Hablar de agua es hablar de vida, pero también de abandono. Cada 22 de marzo, Día Mundial del Agua, el mundo repite cifras que deberían sacudirnos: más de 2.200 millones de personas no tienen acceso a agua potable segura. No es una tragedia inevitable, es el resultado de decisiones que han postergado lo esencial.

Según Naciones Unidas, cerca del 70 % del agua dulce se destina a la agricultura y el 20 % a la industria, mientras millones no acceden ni a lo básico. En un planeta donde apenas una parte del agua es apta para consumo, la distribución responde más al poder que a la necesidad.

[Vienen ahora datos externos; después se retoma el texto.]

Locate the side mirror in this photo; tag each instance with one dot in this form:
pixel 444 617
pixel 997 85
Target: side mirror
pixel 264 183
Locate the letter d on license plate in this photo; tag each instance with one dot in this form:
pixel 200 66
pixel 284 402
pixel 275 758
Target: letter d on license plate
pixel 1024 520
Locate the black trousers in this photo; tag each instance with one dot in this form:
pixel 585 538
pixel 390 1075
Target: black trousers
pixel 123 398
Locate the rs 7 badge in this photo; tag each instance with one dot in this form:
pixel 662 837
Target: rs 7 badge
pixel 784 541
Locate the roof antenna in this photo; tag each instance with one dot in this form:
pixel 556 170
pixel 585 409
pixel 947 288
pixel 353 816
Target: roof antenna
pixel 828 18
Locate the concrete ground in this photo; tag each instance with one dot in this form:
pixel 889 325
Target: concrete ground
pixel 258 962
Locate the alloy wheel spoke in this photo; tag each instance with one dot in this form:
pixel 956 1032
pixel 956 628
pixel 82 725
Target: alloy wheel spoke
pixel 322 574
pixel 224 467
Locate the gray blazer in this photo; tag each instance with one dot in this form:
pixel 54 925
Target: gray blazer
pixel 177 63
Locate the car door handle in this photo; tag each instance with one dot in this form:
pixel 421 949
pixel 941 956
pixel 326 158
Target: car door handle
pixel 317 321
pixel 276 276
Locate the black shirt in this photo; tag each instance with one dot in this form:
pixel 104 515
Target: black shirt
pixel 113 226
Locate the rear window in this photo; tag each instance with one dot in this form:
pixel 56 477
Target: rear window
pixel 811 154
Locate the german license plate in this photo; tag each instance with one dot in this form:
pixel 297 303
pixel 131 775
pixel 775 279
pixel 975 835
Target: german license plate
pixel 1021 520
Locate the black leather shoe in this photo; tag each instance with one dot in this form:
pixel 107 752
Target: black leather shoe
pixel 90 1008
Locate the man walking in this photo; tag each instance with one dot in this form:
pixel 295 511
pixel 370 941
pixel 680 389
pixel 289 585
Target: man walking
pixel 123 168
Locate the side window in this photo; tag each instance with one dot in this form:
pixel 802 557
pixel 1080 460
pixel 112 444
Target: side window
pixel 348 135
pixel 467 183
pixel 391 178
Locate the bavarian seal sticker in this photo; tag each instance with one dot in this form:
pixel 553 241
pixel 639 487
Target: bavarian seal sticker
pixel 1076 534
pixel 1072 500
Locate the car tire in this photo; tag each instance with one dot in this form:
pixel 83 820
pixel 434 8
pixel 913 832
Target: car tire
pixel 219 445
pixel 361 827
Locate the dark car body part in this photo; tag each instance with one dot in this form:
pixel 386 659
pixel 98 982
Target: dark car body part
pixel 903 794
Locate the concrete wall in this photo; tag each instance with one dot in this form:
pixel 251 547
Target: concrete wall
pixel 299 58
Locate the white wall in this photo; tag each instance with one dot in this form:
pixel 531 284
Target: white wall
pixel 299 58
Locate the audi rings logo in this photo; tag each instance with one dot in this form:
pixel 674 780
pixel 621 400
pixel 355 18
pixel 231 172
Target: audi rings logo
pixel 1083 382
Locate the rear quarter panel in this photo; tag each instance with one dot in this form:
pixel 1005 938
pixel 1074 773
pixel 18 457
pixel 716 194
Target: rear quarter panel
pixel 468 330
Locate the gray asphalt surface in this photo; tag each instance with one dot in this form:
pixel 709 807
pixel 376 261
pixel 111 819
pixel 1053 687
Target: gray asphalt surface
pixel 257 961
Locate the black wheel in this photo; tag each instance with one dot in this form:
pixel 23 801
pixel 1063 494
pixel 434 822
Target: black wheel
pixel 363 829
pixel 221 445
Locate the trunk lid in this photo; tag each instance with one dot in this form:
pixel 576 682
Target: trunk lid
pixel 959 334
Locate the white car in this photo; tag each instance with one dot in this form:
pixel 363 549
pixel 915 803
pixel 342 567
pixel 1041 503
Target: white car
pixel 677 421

Ecuador refleja esta realidad. Aunque la Constitución reconoce el agua como un derecho, en la práctica sigue siendo desigual. El INEC evidencia que en el área rural solo el 48,5 % accede a agua potable, frente a más del 94 % en zonas urbanas. Esta brecha no es casual, es política. Es la evidencia de un país que no ha logrado garantizar dignidad en condiciones iguales. A esto se suman amenazas que deterioran nuestras fuentes: expansión urbana sin control, uso intensivo de agroquímicos, actividades extractivas sin control y el impacto del cambio climático. Estamos debilitando el agua mientras hablamos de desarrollo.

Pero hay una verdad aún más dura. Según la OMS, cerca de 1.000 niños mueren cada día por causas relacionadas con agua insalubre. Y millones de mujeres y niñas dedican alrededor de 250 millones de horas diarias a recolectarla. La desigualdad también se carga en los hombros. Y aquí es donde la responsabilidad debe decirse con claridad. No es solo del Gobierno Central. Es de cada autoridad que administra un territorio. Alcaldías y prefecturas no pueden seguir actuando sin una agenda clara de cuidado, protección y gestión integral del agua. Hoy no existe una visión sostenida que priorice las fuentes, los páramos, la calidad y el acceso equitativo.

Gobernar también es cuidar el futuro. Y el agua debería ser el eje de toda planificación. Ella no puede seguir siendo un discurso. Es un derecho. Y no garantizarlo tiene un nombre: abandono.